Statements displayed on the MN Sesquicentennial Commission's site:
"The Minnesota Sesquicentennial Commission is committed to raising awareness and educating Minnesotans about
our past, recognizing the indigenous people of Minnesota, and learning from complex and diverse cultures
that have come and continue to come to Minnesota."
"As StarTribune columnist Lori Sturdevant wrote in October, 2007, 'There's likely no better opportunity for some
serious truth-telling about early Minnesota than the yearlong history lesson this state is about to commence.'"

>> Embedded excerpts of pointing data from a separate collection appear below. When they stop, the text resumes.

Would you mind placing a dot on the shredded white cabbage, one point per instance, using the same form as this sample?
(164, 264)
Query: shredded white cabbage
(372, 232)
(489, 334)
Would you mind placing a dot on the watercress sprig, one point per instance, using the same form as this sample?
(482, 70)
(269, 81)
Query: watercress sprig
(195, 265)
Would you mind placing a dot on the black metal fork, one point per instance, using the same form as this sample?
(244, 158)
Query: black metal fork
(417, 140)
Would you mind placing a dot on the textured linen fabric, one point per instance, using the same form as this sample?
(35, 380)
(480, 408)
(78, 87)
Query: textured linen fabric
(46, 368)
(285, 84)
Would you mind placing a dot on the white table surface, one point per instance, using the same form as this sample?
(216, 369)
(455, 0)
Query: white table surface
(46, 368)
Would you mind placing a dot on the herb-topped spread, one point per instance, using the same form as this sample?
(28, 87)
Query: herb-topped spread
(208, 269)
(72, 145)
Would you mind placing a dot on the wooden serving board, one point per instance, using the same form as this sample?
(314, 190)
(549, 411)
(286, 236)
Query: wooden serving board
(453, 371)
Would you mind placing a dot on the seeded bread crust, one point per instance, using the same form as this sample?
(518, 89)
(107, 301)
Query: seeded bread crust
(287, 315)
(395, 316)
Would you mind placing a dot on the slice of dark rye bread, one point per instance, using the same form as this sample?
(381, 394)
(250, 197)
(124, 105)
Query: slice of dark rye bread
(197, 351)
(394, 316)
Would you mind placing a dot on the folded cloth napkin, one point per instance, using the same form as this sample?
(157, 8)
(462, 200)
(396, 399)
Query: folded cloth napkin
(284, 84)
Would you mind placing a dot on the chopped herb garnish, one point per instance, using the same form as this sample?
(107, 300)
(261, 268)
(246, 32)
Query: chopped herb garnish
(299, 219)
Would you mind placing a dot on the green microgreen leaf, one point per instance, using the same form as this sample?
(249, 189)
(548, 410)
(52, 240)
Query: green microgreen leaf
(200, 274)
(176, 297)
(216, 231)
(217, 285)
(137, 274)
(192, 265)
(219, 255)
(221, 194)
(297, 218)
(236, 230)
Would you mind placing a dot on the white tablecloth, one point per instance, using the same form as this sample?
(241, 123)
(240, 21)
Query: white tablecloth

"The lesson should reveal this truth: Minnesotans share a place, a climate, a government. But they do not
share one culture. They never did. And this state's success -- maybe now more than ever -- depends on its
people's ability to respect cultures other than their own and peacefully resolve conflict between cultures."
The staff of the Minnesota Sesquicentennial Commission have a page on their web site titled May is American Indian
Month in Minnesota. The statement is intended to "...bear witness to the tragic side of Minnesota Statehood
in 1858 and acknowledge the pain, loss and suffering of the Native American culture in Minnesota."
The Sesquicentennial Commission and its volunteers will strive to increase pride in Minnesota by:
(2.) Raising awareness and educating Minnesotans by telling the stories of our past, recognizing the indigenous
people of Minnesota, learning from them..."
The public is being asked to get involved. Griff Wigley, Project Leader of SACNAP, posted a comment of mine
on the SACNAP blog site, which includes a link to my (on-line)
Dakota Human Rights Violations In Anoka
document. Anoka is located within the Dakota's Wakan/"Mille Lac" (northcentral MN) or
Wakan/"Rum" River Watershed ancestral/traditional homeland.
Mr. Wigley recently informed me that he will soon post my (on-line)
Healing the painful wounds of a
genocide in Minnesota article.
Also, Waziyatawin Angela Wilson, historian and a leading MN Dakota Indian activist, has information about
her perspective on Minnesota's genocidal history display on SACNAP’s blog site. In an audio/recorded radio
broadcast, Wilson said that she hopes that the Dakota will eventually regain some of their Mille Lacs (northcentral MN)
ancestral homeland wild rice grounds. In respect to my (on-line) Regaining The Dakota's Sacred Mille Lacs
Ancestral Homeland article, Wilson told me "your doing good work".